Es por ello que “la libertad religiosa es el principal fundamento y la real garantía de la presencia de la enseñanza religiosa en el espacio educativo,”[ii] pues se debe apuntar al desarrollo de una profunda razonabilidad que apunte a un real discernimiento libre de lo que significa la trascendencia para el hombre, pues allí radica un aspecto universal que engloba la identidad humana.
Considerando lo anterior, la formación educativo valórica con inspiración cristiana, debe considerar siempre una concepción antropológica abierta a la dimensión trascendental es su condición cultural, pues allí radica un aspecto de identificación humana muy profunda, que posee en sí una importante clave de humanización, dado que al introducirse en la cultura se genera un diálogo con ella que permite establecer consensos de razón que amplían el discernimiento y conducen a una enseñanza que dejará relevantes huellas de identidad.
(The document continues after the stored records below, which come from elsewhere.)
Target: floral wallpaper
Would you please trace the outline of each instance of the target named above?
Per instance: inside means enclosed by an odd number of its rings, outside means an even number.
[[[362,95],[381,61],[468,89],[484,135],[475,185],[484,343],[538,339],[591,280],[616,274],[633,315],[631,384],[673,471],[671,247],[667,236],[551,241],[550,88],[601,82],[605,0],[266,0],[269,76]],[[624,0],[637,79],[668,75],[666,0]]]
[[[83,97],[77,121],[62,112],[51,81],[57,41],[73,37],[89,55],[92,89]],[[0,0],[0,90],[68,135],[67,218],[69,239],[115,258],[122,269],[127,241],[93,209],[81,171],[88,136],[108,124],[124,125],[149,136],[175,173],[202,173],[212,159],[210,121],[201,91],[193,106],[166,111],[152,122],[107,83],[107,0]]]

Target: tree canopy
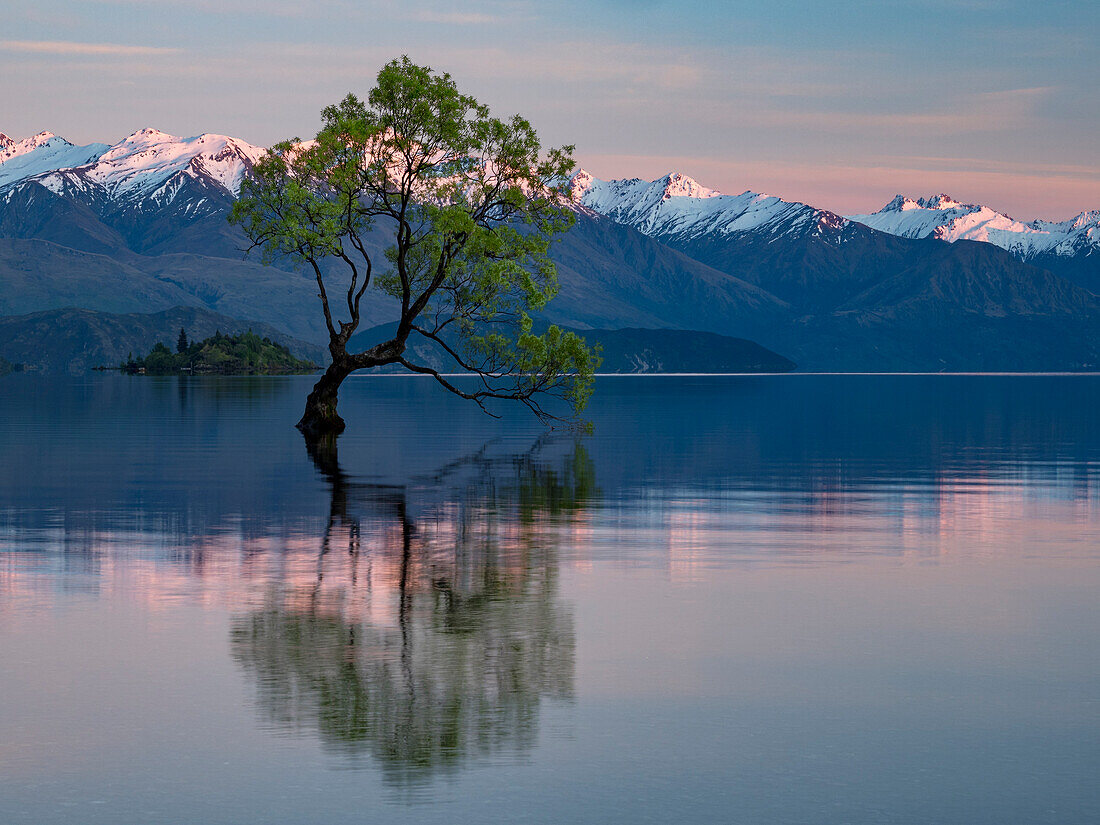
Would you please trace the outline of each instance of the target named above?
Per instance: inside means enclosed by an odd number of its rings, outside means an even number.
[[[527,120],[492,117],[450,75],[407,57],[382,68],[365,101],[349,94],[322,121],[313,140],[272,147],[230,218],[265,261],[289,256],[317,280],[332,365],[299,427],[342,430],[343,378],[392,363],[483,408],[512,399],[560,418],[546,405],[557,398],[579,413],[598,358],[573,333],[536,334],[532,319],[558,290],[548,252],[572,224],[573,147],[544,152]],[[396,332],[348,352],[372,289],[399,306]],[[476,375],[476,386],[411,360],[412,336]]]

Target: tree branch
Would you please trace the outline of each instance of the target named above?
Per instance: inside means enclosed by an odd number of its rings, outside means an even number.
[[[328,293],[325,291],[325,279],[321,275],[321,268],[317,266],[317,261],[312,256],[306,260],[313,267],[313,274],[317,277],[317,288],[321,290],[318,295],[321,298],[321,307],[325,310],[325,326],[328,327],[328,334],[331,338],[336,338],[336,328],[332,325],[332,313],[328,308]]]

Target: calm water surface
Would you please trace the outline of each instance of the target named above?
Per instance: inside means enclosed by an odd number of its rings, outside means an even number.
[[[0,379],[0,822],[1100,821],[1100,378]]]

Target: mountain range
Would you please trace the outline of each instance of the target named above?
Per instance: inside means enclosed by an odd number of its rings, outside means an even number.
[[[323,344],[312,276],[246,257],[226,222],[263,152],[153,129],[114,145],[0,135],[0,315],[196,307]],[[747,338],[809,370],[1100,364],[1100,213],[1021,223],[941,195],[844,217],[680,174],[572,185],[544,321]],[[368,242],[381,253],[385,228]],[[392,309],[374,296],[364,327]]]
[[[1027,223],[976,203],[948,195],[916,200],[897,195],[878,212],[852,220],[906,238],[984,241],[1021,261],[1063,275],[1087,289],[1100,290],[1100,210],[1065,221]]]

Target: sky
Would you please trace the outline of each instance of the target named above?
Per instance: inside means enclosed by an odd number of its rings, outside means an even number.
[[[600,178],[1100,209],[1096,0],[14,0],[0,132],[270,145],[408,54]]]

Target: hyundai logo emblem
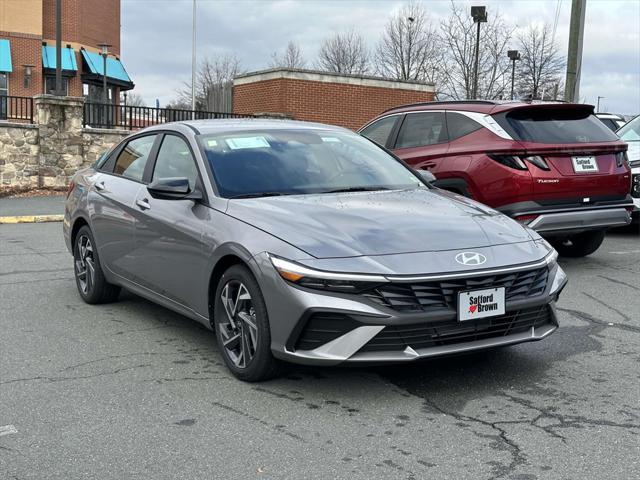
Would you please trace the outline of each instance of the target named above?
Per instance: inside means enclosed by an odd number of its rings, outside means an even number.
[[[456,262],[467,265],[475,266],[482,265],[487,261],[487,257],[477,252],[462,252],[456,255]]]

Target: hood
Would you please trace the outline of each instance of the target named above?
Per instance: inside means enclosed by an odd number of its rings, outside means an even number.
[[[481,248],[530,241],[510,218],[425,188],[228,202],[227,214],[316,258]]]

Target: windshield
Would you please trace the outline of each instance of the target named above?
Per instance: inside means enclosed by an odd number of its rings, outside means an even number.
[[[200,142],[226,198],[425,186],[354,133],[274,129],[201,135]]]
[[[640,141],[640,116],[634,118],[618,130],[618,136],[625,142]]]
[[[522,108],[495,119],[514,139],[534,143],[614,142],[615,133],[586,108]]]

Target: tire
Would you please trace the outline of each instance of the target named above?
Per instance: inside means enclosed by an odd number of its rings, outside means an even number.
[[[282,364],[271,353],[267,307],[258,282],[244,265],[233,265],[222,274],[213,323],[222,358],[238,379],[260,382],[280,373]]]
[[[554,240],[551,244],[563,257],[586,257],[600,248],[605,233],[606,230],[592,230],[564,240]]]
[[[96,242],[87,225],[80,227],[74,240],[73,271],[78,293],[85,302],[109,303],[118,298],[120,287],[110,284],[105,279]]]

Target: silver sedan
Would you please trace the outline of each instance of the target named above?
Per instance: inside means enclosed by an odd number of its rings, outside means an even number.
[[[338,127],[158,125],[74,176],[64,235],[86,302],[126,288],[201,322],[247,381],[556,330],[553,248],[431,179]]]

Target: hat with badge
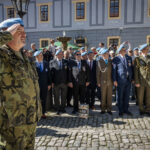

Es así como “en la educación católica la enseñanza de la religiosidad es característica irrenunciable del proyecto educativo humano e integral que apunte a desarrollar la identidad del hombre.”[iii]
En honor a ésta característica irrenunciable debemos hacer eco de nuestra misión eclesial y evangelizadora, a la hora de promover una idónea humanización basada en principios y valores que broten de nuestra más profunda antropología que por naturaleza añora y desea construirse en base a los aspectos trascendentes que la componen y que cada hombre libre y dotado de razón debe ir descubriendo apoyado en los agentes que deben jugar un rol muy relevante en dicho proceso de constitución humana; que, como sabemos, es también cristiana pues valida el misterio más grande de nuestra fe como lo es la encarnación del verbo que se rebaja a la condición humana para glorificarla consigo en un rostro de plena e íntegra trascendencia humana que está llamada a ser santificada como fiel reflejo de ésta relación de adoptiva filiación.
Finalmente, nunca debemos olvidar que un educador transmite con sus palabras conocimientos y valores, pues en base a ello será incisivo en los estudiantes si acompaña sus palabras con su testimonio, con su coherencia de vida. Sin coherencia no es posible educar. Todos sois y somos educadores, en este campo no se delegan funciones morales o éticas, sino todos tenemos algo que decir y hacer al respecto. Entonces, es esencial, y se ha de favorecer y alimentar, la colaboración corresponsable con un real espíritu de unidad y de comunidad entre los diversos componentes educativos, dado que no podemos perder nunca de vista que la formación de una persona se desarrolla en un proceso realizado durante años, por muchos educadores a lo largo de su vida; pues allí es donde finalmente forja su modo de ser y hacer.